Remarquons, par ailleurs, la toute nouvelle rédaction de l’article du Code de la santé publique :
Aucun bruit particulier ne doit, par sa durée, sa répétition ou son intensité, porter atteinte à la tranquillité du voisinage ou à la santé de l’homme, dans un lieu public ou privé, qu’une personne en soit elle-même à l’origine ou que ce soit par l’intermédiaire d’une personne, d’une chose dont elle a la garde ou d’un animal placé sous sa responsabilité.
Par exemple, le propriétaire d’un bâtiment édifié avec un permis de construire en bonne et due forme n’est pas à l’abri d’une action pour trouble anormal de voisinage s’il est démontré, par exemple, que ladite construction a entraîné pour le voisin un assombrissement très significatif de la maison d’habitation voisine par diminution d’ensoleillement en lui supprimant de surcroît, toute vue.
La réparation du trouble causé sera en général assurée par l’octroi de dommages et intérêts.
Nous examinerons successivement les conditions d’exercice de l’action, très strictes, pour nous pencher ensuite sur le principe d’antériorité souvent évoqué avec les cas d’exonération de responsabilité.
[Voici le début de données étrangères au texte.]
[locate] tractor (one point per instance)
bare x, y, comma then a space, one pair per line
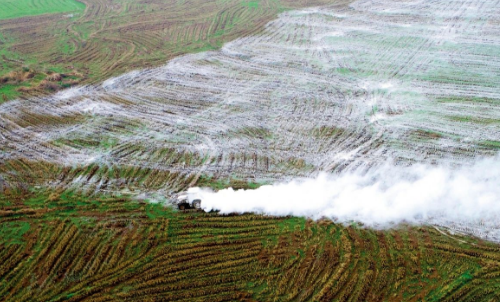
188, 200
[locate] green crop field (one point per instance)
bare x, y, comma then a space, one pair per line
21, 8
64, 246
88, 175
105, 38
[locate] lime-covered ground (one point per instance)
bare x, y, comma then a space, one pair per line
21, 8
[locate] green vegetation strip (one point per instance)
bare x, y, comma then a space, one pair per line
10, 9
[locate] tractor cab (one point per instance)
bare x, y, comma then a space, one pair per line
188, 200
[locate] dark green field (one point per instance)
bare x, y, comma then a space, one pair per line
62, 246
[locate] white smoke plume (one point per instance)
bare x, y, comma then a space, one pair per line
380, 198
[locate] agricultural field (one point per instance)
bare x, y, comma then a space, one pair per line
62, 246
10, 9
80, 42
161, 96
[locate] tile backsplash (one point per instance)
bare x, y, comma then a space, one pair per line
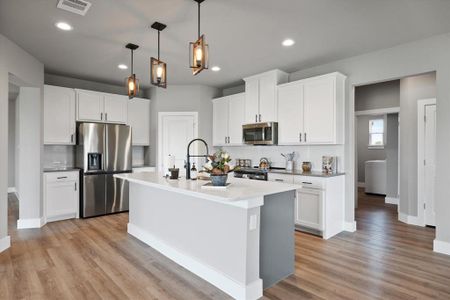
312, 154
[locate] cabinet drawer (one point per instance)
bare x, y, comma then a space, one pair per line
310, 182
61, 176
281, 178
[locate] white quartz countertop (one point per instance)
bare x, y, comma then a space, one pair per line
240, 190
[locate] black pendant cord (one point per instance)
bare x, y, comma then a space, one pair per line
198, 19
158, 42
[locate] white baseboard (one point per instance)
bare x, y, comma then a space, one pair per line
391, 200
411, 220
30, 223
5, 243
236, 290
350, 226
441, 247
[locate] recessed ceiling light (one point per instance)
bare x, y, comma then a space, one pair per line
288, 42
64, 26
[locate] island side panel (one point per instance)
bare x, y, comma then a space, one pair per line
277, 241
211, 239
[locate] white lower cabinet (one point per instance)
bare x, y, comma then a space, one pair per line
319, 203
61, 195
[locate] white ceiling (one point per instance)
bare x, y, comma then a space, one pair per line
244, 35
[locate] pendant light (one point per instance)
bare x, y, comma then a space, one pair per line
158, 68
132, 82
198, 50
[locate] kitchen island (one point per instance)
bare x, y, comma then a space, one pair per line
240, 239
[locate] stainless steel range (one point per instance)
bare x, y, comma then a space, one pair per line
102, 151
251, 173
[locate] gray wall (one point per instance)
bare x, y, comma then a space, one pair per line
15, 61
432, 54
392, 152
362, 139
376, 96
178, 98
12, 143
413, 89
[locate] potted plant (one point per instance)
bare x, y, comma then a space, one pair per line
218, 166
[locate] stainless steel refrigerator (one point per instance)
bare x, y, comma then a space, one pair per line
102, 151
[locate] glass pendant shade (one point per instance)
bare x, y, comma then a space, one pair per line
198, 53
158, 71
133, 86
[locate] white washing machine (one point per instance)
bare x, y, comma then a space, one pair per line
375, 173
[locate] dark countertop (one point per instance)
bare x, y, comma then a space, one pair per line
298, 172
66, 169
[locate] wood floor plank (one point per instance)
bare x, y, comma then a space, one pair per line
96, 259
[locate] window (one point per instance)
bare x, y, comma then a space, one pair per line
376, 133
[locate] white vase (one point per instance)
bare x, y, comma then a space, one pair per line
289, 165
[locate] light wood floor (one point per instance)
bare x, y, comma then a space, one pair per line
96, 259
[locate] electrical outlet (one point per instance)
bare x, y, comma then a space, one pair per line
253, 222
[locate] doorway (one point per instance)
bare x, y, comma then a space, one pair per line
426, 137
175, 131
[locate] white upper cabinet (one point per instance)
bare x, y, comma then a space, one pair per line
311, 111
59, 115
290, 113
90, 106
260, 96
139, 120
116, 108
101, 107
228, 118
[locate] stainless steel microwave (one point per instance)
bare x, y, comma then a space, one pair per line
260, 133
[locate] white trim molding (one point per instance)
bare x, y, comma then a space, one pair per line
30, 223
391, 200
381, 111
253, 290
5, 243
421, 106
350, 226
441, 247
411, 220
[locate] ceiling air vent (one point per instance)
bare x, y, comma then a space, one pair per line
76, 6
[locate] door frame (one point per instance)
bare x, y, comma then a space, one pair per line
161, 115
421, 104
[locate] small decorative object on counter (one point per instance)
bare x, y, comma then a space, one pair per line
174, 173
289, 160
329, 164
218, 166
193, 172
264, 163
306, 167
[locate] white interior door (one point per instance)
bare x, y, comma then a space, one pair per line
176, 131
430, 164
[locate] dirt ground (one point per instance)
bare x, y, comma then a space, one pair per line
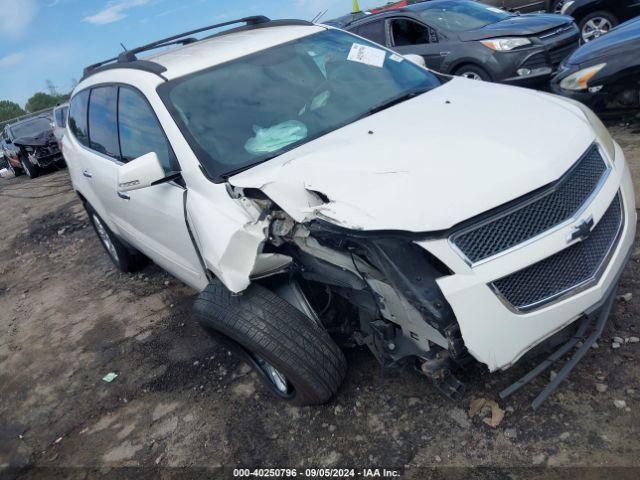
67, 319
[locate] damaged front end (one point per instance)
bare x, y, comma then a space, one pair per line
366, 288
42, 150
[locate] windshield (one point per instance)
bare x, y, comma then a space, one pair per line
31, 128
460, 16
249, 110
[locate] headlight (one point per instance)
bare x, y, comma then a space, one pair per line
505, 44
580, 79
566, 6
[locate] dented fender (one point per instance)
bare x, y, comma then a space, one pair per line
230, 234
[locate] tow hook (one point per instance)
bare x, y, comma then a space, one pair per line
437, 369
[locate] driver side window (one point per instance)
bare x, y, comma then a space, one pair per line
407, 32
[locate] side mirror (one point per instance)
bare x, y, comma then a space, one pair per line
141, 172
417, 59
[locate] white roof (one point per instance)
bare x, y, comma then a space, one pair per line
214, 51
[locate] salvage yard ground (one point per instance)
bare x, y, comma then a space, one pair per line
67, 319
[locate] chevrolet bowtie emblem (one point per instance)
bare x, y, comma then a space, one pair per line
582, 230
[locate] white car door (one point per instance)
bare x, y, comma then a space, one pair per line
153, 218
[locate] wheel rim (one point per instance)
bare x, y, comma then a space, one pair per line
471, 75
595, 28
105, 238
276, 377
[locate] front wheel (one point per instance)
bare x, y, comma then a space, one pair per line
295, 357
29, 168
122, 256
596, 24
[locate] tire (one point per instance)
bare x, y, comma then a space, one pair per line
32, 171
596, 24
268, 330
473, 72
125, 258
556, 6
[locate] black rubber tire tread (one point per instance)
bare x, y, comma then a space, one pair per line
263, 323
129, 260
599, 13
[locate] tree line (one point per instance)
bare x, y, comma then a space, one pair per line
38, 101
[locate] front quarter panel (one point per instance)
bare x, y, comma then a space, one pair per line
495, 334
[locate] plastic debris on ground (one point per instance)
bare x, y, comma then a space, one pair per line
110, 377
484, 407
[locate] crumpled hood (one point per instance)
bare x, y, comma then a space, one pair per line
431, 162
41, 140
517, 25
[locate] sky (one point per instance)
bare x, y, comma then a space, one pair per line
53, 40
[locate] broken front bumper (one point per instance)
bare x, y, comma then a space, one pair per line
497, 334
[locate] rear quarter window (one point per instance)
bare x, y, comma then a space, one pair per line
103, 121
78, 117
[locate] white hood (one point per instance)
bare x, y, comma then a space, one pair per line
431, 162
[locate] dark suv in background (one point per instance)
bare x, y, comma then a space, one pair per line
469, 39
597, 17
30, 146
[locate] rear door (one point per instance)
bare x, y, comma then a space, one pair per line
154, 217
409, 36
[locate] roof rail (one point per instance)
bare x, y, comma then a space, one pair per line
130, 56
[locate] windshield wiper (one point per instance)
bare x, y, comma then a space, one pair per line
394, 101
231, 173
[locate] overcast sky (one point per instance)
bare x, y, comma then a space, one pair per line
55, 39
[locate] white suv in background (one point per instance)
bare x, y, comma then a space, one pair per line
319, 189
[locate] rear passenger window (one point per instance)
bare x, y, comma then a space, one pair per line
103, 118
408, 32
140, 131
78, 117
374, 31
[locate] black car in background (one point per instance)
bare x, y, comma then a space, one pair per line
467, 38
597, 17
605, 72
30, 146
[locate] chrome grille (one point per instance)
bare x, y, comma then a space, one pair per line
531, 217
560, 274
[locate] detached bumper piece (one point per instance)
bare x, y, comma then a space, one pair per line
46, 156
601, 316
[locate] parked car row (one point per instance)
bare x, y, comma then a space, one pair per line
32, 145
469, 39
482, 42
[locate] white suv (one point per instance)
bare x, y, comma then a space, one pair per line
319, 189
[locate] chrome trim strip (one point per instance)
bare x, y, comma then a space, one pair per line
574, 218
579, 287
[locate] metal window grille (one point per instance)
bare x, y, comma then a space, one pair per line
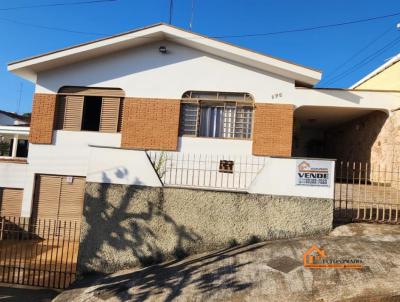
213, 114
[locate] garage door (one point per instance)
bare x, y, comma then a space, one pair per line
58, 197
10, 202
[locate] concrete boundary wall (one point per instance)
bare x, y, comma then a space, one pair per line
125, 226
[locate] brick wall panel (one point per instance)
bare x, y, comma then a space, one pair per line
150, 124
42, 120
273, 130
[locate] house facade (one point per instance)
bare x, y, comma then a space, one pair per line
117, 109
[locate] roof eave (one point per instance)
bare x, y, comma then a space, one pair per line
28, 68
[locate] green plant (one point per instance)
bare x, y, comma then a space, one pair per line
159, 164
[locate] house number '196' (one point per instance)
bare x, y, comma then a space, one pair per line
277, 95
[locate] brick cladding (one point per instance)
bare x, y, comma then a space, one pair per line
42, 120
151, 124
273, 130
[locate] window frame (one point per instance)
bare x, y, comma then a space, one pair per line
217, 99
84, 92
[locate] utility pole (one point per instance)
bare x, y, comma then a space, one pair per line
19, 98
171, 7
191, 16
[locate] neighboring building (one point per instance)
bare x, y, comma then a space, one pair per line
98, 107
385, 77
14, 131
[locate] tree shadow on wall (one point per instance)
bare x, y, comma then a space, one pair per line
115, 226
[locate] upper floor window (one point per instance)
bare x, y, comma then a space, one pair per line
216, 114
89, 109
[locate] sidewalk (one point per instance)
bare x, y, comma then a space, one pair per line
268, 271
17, 293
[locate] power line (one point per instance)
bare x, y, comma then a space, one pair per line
56, 4
171, 9
365, 61
310, 28
352, 57
52, 28
224, 36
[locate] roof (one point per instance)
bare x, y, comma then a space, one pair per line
16, 116
377, 71
29, 67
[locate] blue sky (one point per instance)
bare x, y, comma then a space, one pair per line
324, 49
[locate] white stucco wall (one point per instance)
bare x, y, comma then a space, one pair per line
145, 72
118, 166
203, 145
13, 175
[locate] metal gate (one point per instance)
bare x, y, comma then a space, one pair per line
38, 252
367, 193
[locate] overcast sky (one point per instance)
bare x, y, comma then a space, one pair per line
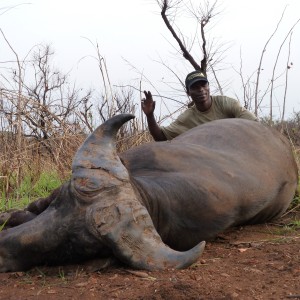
133, 31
Quatre éléments sont nécessaires pour exercer l’action en réparation, fondée sur la théorie des troubles anormaux de voisinage :
- Un rapport de voisinage
- Un trouble anormal
- Un préjudice
- Un lien de causalité entre le trouble et le préjudice.
À propos de la notion de voisinage
Il s’agit de « l’aire dans laquelle le trouble est ressenti » ce qui implique évidemment une appréciation selon la situation précise en tenant compte de la nature et de l’intensité du trouble, la notion de voisinage n’étant pas synonyme de contiguïté.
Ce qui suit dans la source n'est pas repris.